Dem neuen Film von Herwig Kipping waren interessante Gerüchte vorangeeilt. Auf der einen Seite sei seine „Blaue Blume“, die erst zwei Jahre nach ihrem Entstehen in die Kinos kommt, völlig ernsthaft romantisch und durchgedreht: mit Sinnfragen, nackten Frauen als Schmetterlingen und allem Pipapo. Auf der anderen Seite, so erzählten die, die den Film schon vorher gesehen hatten, habe „Novalis – Die Blaue Blume“, gegen die Intention des Regisseurs vermutlich, alles, um eine Art Trash-Kultfilm zu werden.

Wie meist verhält es sich ein bißchen anders. Sicher enthält der Film bedeutungsschwangere Bilder und Dialoge, über die sich die Blöden zynisch lustig machen werden. „Woher komm' ich? Wohin will ich? Was ist das Geheimnis des Lebens? Was ist das Geheimnis des Todes? Muß alles, was wir lieben, zugrunde gehen? Muß uns die Liebe immer ins Unglück stürzen?“, fragt sich der Held Friedrich von Hardenberg, also Novalis, in nebelumwaberten Kirchenruinen.

Herbert Achternbusch verdreht, verkehrt und verschiebt die blaue Blume der Romantik in seinem wunderbarem Super-8-Film („Blaue Blumen“) – sie ist „das Gegenteil von einem Salzhering, von einem Bratwürstl oder sonstwas“. Kipping hingegen bleibt in der Romantik. Das heißt nicht, daß „Die Blaue Blume“ nun ein unkritischer Historienfilm ist: Immer wieder verweist Kipping auf Parallelen zwischen deutscher Romantik und dem Nationalsozialismus, immer wieder gibt es Bilder aus der Jetztzeit, immer wieder schiebt sich Heavy-metal-artiges zwischen die Walzer, die dem Film etwas Leichtes geben. Sondern es heißt, daß die Lebensfragen, die den Filmer umtreiben, eben die der Romantik sind. „Es geht darum, zu erfahren, weshalb wir hier sind, welchen Sinn das alles hat, warum wir auf Erden sind“, so Kipping in einem Gespräch. Und: „Die Blaue Blume ist der Schlüssel, mit dem du dir dein Herz aufschließen kannst. Die Blaue Blume schließt das Tor zum Himmel weit auf und läßt die Liebe herein. In jedem von uns blüht sie.“

Seltsam an diesen Fragen ist nicht unbedingt ihre Bedeutung; seltsam sind die völlig verbrauchten, erledigten Worte, die Kipping verwendet. So ausgelutscht sind diese Worte inzwischen, so sehr ist es zynischer common sense geworden, sie für völlig bescheuert zu halten (und mit ihnen die Sinnfragen), daß sie plötzlich wieder eine neue Schönheit bekommen. Es würde zu weit führen, zu erklären, weshalb „Novalis – Die Blaue Blume“ um Klassen besser ist als beispielsweise die letzten Wenders-Filme. Es sei hier nur ganz entschieden behauptet.

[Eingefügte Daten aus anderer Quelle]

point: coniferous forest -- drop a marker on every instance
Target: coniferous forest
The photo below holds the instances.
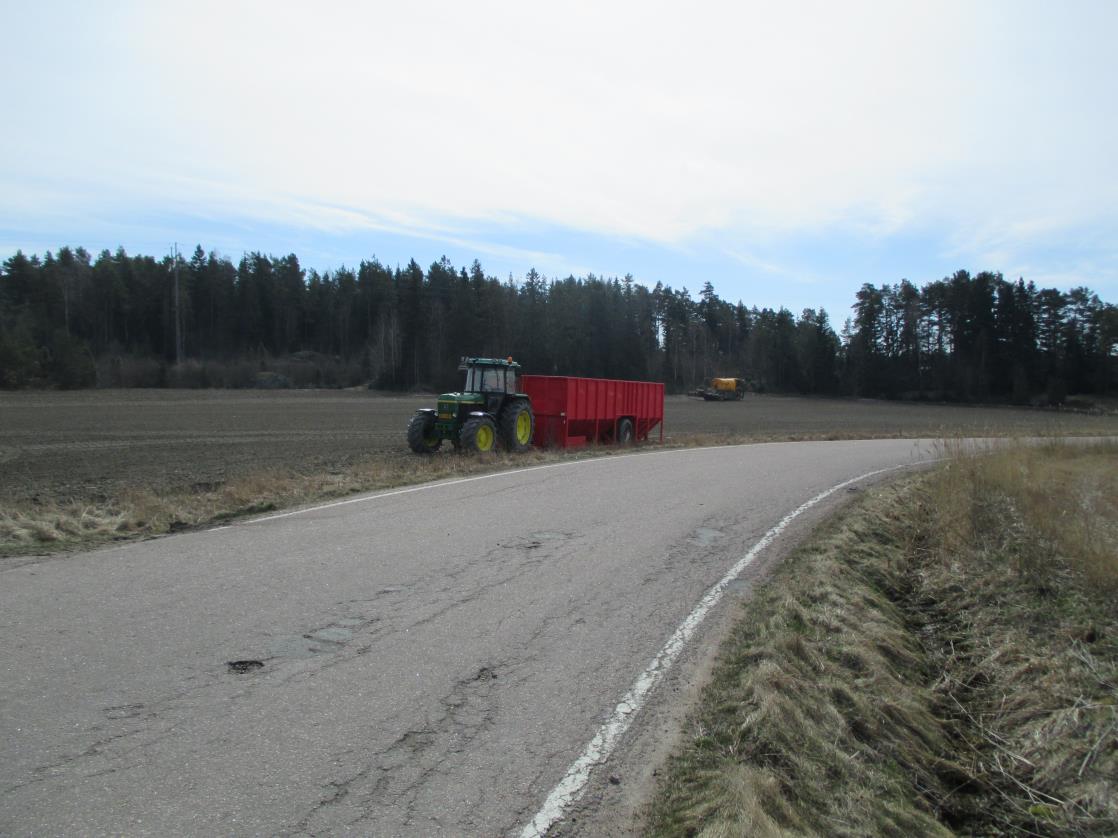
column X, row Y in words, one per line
column 68, row 320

„Die Blaue Blume“, um noch kurz auf den Film zu kommen, handelt von Novalis (Christoph Schiller), der als Amtmann sinnlose Akten zu schreiben hat, mit denen er häufig um sich wirft. Den Lebensvorgaben des gestrengen Vaters, der seinen Kopf in einen Bottich voll Blut taucht, um ihm die Zehn Gebote einzubläuen, will er sich nicht unterwerfen; der Coitus mit der Mutter (Eva Maria Hagen) wird jäh unterbrochen. Novalis verliebt sich unsterblich in die vierzehnjährige Sophie von Kühn, die in einem Schloß lebt, in dem besonders schöne schabernacktreibende Mädchen gedeihen. Weil Liebe und Tod in der unbedingten romantischen Liebe zusammengehören, stirbt das Mädchen am Ende, und die Vereinigung findet im Traum nur statt.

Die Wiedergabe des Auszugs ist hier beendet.